Kiprop set to bounce back

Feb 01, 2010

BONIFACE Kiprop will make a comeback to national cross country running in Amuria this weekend after a two year absence.

By Norman Katende

BONIFACE Kiprop will make a comeback to national cross country running in Amuria this weekend after a two year absence.

Kiprop, also a Commonwealth 10000m gold medallist, has been training in Endebess, Kenya for the last three months. Officials believe that the national event will offer him an opportunity to bounce back in the limelight, after a lean two-year spell.

“He has been training hard. He wants to make a comeback and his attitude has improved,” said athletics federation secretary Beatrice Ayikoru.

The national event will be used to select national athletes to the 2010 IAAF World Cross Country Championships in Bydgoszcz, Poland next month.

The womens’ competition in Amuria will miss Dorcus Inzikuru. Inzikuru yesterday revealed that she will not be fully fit for the national event, as she is still battling an injury from the MTN marathon.
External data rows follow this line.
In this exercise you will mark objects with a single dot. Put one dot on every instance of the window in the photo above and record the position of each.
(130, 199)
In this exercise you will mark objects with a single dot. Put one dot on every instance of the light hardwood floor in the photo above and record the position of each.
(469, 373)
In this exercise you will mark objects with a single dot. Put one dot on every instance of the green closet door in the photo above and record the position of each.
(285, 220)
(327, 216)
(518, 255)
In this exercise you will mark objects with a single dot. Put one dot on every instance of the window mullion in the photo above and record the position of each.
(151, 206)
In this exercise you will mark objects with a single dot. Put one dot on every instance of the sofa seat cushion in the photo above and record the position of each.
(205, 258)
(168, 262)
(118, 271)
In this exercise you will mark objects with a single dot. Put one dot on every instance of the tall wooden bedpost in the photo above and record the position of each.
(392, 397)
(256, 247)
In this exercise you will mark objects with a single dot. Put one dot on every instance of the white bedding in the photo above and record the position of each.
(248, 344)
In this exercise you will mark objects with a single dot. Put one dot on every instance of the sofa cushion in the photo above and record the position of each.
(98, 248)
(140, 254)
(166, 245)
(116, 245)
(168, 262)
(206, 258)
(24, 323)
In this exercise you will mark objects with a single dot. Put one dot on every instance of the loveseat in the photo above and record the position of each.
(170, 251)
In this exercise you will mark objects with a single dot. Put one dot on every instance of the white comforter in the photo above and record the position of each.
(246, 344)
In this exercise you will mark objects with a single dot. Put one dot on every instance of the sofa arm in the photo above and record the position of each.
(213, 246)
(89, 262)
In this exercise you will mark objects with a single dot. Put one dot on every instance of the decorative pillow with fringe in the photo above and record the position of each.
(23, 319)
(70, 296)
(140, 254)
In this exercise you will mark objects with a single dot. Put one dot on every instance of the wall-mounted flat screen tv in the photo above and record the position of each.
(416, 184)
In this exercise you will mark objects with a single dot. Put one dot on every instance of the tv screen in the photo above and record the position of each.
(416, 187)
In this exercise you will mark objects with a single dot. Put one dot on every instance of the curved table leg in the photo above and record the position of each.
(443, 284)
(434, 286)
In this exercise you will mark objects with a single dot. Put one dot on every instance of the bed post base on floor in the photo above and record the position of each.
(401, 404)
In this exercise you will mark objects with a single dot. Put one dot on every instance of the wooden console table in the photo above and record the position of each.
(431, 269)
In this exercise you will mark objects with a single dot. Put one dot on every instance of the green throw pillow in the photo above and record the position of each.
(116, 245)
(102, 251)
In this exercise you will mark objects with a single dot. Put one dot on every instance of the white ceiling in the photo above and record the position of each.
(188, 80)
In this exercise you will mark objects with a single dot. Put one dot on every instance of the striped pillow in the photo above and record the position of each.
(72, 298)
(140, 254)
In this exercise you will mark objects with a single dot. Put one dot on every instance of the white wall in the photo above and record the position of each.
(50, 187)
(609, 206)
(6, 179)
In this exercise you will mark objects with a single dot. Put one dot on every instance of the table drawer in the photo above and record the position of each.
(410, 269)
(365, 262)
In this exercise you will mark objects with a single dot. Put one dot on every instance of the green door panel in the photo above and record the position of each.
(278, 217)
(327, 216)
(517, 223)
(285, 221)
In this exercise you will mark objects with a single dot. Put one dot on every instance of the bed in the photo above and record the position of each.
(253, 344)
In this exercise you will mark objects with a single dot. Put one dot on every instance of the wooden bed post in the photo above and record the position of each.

“But I am heading to Iten for a three month training stint to be fit for the rest of the season,” she said.

* South Africa’s women’s 800 metres world champion Caster Semenya, the subject of an investigation into her gender, will soon return to the track in local competitions, her coach told AFP.

“She is going to run at the Yellow Pages,” a national series that begins on February 19, Michael Seme said.
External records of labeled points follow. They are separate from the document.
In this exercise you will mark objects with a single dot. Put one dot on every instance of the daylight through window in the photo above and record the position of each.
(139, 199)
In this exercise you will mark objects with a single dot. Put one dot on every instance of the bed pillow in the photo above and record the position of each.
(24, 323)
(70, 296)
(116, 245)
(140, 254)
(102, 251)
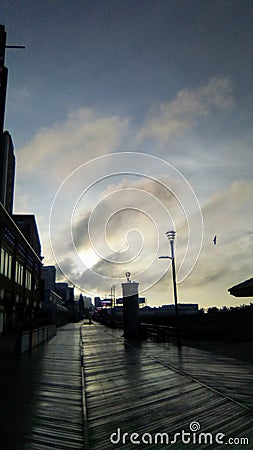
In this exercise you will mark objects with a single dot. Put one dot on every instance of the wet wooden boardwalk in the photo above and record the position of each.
(41, 396)
(153, 388)
(49, 401)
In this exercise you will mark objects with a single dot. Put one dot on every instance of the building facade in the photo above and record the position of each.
(20, 277)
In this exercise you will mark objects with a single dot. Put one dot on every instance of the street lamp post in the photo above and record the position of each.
(171, 236)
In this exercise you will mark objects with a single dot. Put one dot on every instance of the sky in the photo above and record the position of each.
(131, 118)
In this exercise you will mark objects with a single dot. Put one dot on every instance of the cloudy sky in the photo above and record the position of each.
(131, 118)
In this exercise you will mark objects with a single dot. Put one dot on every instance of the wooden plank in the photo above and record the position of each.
(150, 388)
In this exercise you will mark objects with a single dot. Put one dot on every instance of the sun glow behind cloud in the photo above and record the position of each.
(87, 134)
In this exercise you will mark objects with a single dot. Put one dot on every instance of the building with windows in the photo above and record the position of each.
(20, 275)
(20, 249)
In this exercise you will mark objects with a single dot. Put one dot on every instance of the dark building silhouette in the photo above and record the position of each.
(3, 77)
(7, 171)
(244, 289)
(130, 307)
(20, 249)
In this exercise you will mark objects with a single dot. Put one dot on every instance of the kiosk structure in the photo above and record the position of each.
(130, 307)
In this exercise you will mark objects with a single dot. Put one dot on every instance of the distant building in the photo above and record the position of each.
(49, 277)
(87, 302)
(7, 172)
(169, 310)
(20, 276)
(66, 293)
(20, 249)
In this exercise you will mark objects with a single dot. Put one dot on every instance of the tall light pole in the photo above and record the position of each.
(171, 236)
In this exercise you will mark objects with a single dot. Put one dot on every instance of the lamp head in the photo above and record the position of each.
(171, 235)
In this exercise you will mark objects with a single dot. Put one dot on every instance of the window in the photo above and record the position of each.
(19, 273)
(28, 280)
(5, 263)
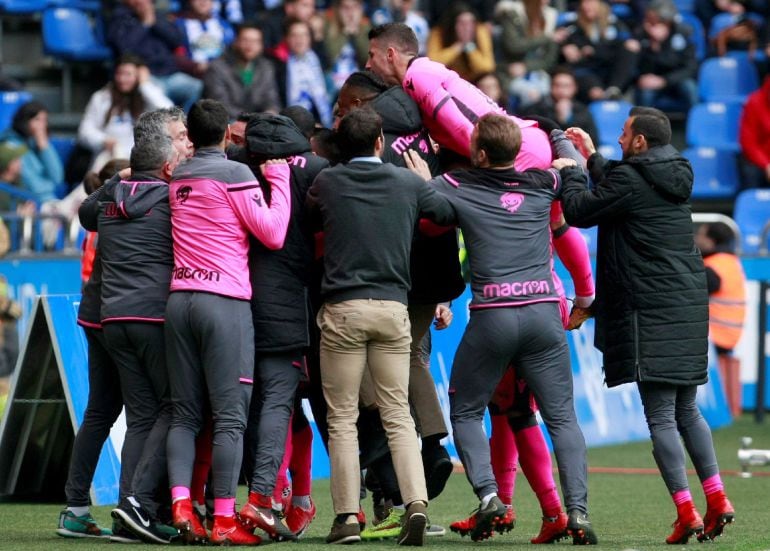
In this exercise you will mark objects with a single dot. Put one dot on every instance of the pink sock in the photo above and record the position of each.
(713, 484)
(573, 252)
(180, 492)
(281, 481)
(224, 506)
(536, 463)
(681, 496)
(301, 461)
(504, 456)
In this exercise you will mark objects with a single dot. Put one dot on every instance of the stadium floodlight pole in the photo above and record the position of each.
(759, 412)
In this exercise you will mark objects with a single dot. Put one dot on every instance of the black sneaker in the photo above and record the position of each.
(580, 528)
(138, 521)
(414, 524)
(343, 532)
(438, 468)
(486, 519)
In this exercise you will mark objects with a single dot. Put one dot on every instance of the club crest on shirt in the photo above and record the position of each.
(511, 201)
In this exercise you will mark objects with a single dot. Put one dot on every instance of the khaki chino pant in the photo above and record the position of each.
(356, 335)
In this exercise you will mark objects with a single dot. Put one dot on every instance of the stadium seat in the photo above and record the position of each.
(716, 173)
(698, 37)
(728, 78)
(70, 35)
(714, 124)
(22, 7)
(9, 103)
(610, 151)
(752, 214)
(609, 117)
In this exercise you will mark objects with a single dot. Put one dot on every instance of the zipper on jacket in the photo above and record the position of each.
(635, 326)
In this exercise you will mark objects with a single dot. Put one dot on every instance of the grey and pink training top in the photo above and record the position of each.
(215, 204)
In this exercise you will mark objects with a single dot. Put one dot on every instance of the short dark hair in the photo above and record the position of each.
(26, 113)
(207, 123)
(358, 131)
(651, 123)
(500, 137)
(149, 153)
(303, 118)
(397, 35)
(720, 233)
(248, 25)
(366, 81)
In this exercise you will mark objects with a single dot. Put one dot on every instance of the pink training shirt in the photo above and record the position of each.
(215, 204)
(451, 105)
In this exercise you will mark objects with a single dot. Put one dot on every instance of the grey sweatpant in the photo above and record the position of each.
(532, 338)
(210, 343)
(277, 376)
(671, 412)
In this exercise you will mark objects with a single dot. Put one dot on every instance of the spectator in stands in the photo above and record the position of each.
(528, 45)
(301, 78)
(41, 168)
(594, 48)
(490, 84)
(562, 106)
(403, 11)
(462, 43)
(273, 25)
(206, 35)
(754, 137)
(667, 66)
(726, 284)
(346, 38)
(243, 79)
(135, 28)
(107, 127)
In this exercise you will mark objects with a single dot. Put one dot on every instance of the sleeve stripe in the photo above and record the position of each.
(242, 188)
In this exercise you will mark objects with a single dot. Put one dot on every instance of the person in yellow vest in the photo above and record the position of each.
(727, 303)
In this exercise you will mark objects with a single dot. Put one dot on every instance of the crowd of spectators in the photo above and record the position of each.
(534, 57)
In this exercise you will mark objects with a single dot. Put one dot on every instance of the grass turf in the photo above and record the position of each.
(629, 511)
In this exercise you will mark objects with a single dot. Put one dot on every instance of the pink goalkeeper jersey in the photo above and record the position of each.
(215, 204)
(450, 106)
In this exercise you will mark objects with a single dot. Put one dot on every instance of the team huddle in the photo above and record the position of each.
(241, 268)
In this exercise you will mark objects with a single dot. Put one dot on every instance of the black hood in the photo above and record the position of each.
(666, 171)
(400, 114)
(271, 136)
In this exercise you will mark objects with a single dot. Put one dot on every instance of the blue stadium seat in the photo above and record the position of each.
(714, 124)
(22, 7)
(9, 104)
(716, 173)
(609, 117)
(728, 78)
(698, 37)
(70, 35)
(752, 214)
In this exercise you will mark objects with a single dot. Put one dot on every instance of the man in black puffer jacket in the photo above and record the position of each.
(282, 314)
(651, 302)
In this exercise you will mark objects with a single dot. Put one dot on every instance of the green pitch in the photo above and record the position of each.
(629, 511)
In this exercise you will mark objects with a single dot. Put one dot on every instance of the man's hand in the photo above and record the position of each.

If she wins the local races, Seme said she is ready to compete internationally again.

“You must run well and beat the other South Africans before we are sure that she is going to compete internationally,” he said.

But he said that despite the media storm over the investigation into her gender, Semenya never thought about quitting.

“She nevers thinks of leaving athletics. She is always willing to run, not quitting,” he said.

The 19-year-old dominated the 800m event in the world championships last August in Berlin.

The stunned the world by sauntering home to take the title, 2.45 seconds quicker than Kenya’s defending champion Janeth Jepkosgei who finished second, despite coming into the event a virtual unknown.